Adobe Stock / Gennadiy Poznyakov

While there continues to be a high demand for construction labor, a worker shortage has made it difficult for industry businesses to find qualified employees. The skilled labor shortage has a compounding effect of creating an aging workforce. In Oklahoma, the share of construction industry workers over the age of 55 increased from 14% in 2001 to 29% in 2019, according to data from the Oklahoma Employment Security Commission. Recognizing the importance of addressing the labor shortage, the state of Oklahoma is taking several steps to make the trades more attractive for younger individuals, The Oklahoman reports.

To attract employees, wages are increasing and benefits are becoming more competitive, said Bobby Stem, executive director of the Association of Oklahoma General Contractors. Average weekly earnings have increased from about $750 in 2007 to roughly $1,050 in 2019, data from Oklahoma Employment Security Commission shows.
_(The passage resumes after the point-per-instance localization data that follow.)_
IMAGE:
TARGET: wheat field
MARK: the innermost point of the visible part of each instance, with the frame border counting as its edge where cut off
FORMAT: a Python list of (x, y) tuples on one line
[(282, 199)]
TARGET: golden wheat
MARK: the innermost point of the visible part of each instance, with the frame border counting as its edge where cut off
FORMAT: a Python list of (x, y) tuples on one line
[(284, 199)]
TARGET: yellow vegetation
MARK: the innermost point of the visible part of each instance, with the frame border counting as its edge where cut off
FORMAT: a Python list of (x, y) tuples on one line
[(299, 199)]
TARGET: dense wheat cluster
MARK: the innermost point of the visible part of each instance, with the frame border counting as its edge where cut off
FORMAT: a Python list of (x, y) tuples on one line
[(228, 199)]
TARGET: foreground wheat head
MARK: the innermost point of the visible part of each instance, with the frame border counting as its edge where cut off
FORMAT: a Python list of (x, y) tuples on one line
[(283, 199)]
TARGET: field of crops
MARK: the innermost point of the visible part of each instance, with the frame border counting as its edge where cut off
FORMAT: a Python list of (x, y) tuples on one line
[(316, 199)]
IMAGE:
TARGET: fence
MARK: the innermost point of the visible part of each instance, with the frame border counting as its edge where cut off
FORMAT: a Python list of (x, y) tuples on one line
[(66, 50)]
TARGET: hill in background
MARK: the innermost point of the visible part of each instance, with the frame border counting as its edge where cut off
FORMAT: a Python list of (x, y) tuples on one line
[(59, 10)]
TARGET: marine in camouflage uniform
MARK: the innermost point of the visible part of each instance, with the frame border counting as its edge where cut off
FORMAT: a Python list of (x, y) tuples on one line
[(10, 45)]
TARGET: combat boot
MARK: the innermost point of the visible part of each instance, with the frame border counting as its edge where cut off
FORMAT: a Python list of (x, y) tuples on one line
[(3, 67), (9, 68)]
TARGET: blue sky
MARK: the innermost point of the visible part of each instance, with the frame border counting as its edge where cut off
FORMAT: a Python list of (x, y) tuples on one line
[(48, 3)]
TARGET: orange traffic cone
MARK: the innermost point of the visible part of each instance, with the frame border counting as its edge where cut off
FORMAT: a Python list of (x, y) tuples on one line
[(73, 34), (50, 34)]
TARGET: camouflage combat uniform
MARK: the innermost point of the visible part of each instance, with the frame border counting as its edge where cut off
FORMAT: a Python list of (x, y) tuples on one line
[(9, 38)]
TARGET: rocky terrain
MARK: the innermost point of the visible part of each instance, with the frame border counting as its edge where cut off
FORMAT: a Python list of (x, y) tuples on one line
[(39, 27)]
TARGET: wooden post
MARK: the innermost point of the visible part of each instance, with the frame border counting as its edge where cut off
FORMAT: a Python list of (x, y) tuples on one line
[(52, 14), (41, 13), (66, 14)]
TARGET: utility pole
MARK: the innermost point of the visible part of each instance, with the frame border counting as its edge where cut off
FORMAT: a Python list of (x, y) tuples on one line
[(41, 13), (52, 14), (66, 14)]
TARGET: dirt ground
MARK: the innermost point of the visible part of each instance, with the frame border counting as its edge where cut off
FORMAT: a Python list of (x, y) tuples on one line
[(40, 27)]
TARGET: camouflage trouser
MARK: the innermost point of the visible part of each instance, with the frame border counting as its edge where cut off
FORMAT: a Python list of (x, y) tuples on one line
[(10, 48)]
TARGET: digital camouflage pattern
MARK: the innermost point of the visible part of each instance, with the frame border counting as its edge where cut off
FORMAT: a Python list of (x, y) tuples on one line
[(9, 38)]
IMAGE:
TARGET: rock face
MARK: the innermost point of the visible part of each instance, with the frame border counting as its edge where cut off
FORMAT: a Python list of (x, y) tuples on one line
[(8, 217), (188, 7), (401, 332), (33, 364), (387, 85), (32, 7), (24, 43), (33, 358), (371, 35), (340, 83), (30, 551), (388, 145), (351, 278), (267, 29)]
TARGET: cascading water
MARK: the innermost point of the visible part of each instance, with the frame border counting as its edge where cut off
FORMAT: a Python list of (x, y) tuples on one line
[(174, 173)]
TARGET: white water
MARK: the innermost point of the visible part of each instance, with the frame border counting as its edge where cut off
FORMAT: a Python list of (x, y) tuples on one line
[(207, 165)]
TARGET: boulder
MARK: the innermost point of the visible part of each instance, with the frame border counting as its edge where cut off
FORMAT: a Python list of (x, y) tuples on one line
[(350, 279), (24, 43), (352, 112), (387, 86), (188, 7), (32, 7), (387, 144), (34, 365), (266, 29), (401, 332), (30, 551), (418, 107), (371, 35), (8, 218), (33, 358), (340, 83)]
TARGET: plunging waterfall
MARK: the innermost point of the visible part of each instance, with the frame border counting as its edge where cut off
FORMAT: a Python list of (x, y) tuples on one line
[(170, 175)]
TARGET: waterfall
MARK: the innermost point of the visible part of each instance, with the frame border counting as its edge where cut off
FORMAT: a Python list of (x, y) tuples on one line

The state’s 29 technology centers with 58 total campuses are one of the primary drivers of educating skilled workers, Ric Russell, technical programs supervisor for the state's Department of Career and Technology Education, or CareerTech, said. Programming includes cost-effective opportunities for adults to learn skills and gain credentials, as well as creating a pipeline for high school students to jump start careers for free. And the system is working to reach even younger students to increase awareness of the different careers and pathways available. Classes for electrical, HVAC and other trades are usually full, according to CareerTech enrollment numbers.

The state is backing these efforts and promoting increased partnerships through various initiatives, but Russell said true transformations will require buy-in from industry leaders and expanded funding to increase class offerings.

“It’s like anything else—you have to get the word out and get the right people interested in the problem and the solutions,” Russell said. “That means bringing it up to the focus of our legislators and local leaders so they know there is this common problem that needs to be addressed before it gets out of hand. I would hate to see us have to hire folks out of Texas to be able to do work in Oklahoma.”